What can I say? I've been doomed. I knew, for a long time, that it was coming, but could not avoid it. And now it is here – a fact, a constant, a statement, a whole new field of dangerous concepts, especially to a delicate and fragile person such as myself.
I have bought a washing machine.
The K is to blame for that, of course, since she's been throwing anything I wear to the basket as soon as it got off me, sometimes even sooner than that. She claims, of course, that it was entirely MY decision to buy the thing. Well, I ask you – what is better? spending an hour or two a week sitting like a beggar on a plastic chair near a laundromat, or buying a machine and trust your girlfriend to deal with it from here on?
Right.
A week before buying the machine we stopped all outside washing activities. Alas, when the machine was bought, it turned out that a technician is needed in order to set it up. "It's merely a small setback," I said. Indeed, two days and about 5 kilograms of dirty clothes later said workman arrived, installed everything, explained some concepts (the only fact I can recall is that it's a 1000RPM machine – which is why I selected it in the first place) and left.
The first test of the new machine had to be slightly postponded, however, since it was raining at the time.
It also rained the next day.
The day afterwards was bright and shiny, white clouds in blue skies, birds singing, the whole bit. The machine, alas, refused to work.
"Have you pressed button number 3?" said the technical support person over the phone.
"I have not touched any of the buttons except for 'Operate'," I said. "Can you please send someone over here?"
"You MUST have touched button number 3!" said techsup.
"Not only that I havn't touched it, I can assure you that this particular button was NEVER pressed since the machine arrived here, at which time it was de-pressed."
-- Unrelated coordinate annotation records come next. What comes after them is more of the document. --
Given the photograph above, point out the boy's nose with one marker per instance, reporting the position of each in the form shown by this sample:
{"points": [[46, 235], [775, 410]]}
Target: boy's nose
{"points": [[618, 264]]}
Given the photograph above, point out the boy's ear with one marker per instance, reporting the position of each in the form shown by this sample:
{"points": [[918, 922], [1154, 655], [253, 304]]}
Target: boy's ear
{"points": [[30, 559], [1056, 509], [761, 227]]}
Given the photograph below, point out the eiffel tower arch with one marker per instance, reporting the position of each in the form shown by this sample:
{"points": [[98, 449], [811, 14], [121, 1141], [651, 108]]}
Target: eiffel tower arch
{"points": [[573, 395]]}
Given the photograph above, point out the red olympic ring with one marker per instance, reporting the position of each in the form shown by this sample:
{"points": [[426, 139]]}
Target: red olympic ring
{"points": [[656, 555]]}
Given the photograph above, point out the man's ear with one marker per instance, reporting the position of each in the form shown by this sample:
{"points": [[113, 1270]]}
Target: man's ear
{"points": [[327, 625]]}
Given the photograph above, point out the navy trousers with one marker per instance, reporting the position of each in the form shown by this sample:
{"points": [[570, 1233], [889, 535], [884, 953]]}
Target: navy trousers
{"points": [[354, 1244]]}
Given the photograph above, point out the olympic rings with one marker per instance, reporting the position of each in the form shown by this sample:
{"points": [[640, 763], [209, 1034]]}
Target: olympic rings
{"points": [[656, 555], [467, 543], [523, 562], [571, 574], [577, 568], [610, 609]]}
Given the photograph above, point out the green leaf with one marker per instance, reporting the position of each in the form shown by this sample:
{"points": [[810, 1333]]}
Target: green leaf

"Why did you press it, then?"
"I DID NOT PRESS ANY BLOODY BUTTON, BUT I SURE AM GONNA PRESS SOME, QUITE HARDLY, IF YOU DO NOT SEND SOMEONE OVER HERE PRONTO!"
"Right, right, don't shout, we'll send someone over. Just make sure you don't press button number 3 again, ok?"
By the time the technician arrived, the mountain of laundry in the living room got as big as a small brontozaurus and at least as smelly. It also reminded us very strongly of the singing plant from "A Little Shop of Horrors", though it was somewhat noisier. The laundry basket was also flowing, and leftovers could be found all over the station – in the kitchen, the porch and even in several strategical places inside the studio. The technician arrived, thus, to what looked very much like a war zone. He went to the machine, plugged out something this or other, drained the water which were left inside the machine since last thursday or so, which contained a little piece of foam-plastic, about the size of a medium coin.
"That's it," said the technicial and left.
The K has been doing laundry ever since. The mountain in the living room has dropped in size, though it hasn't vanished yet. The waste basket is still being rehabilitated. Me? I've had some fun renewing the laundry lines, and that's about the last time I ever saw the new machine.
Now she's talking about buying a laundry drier.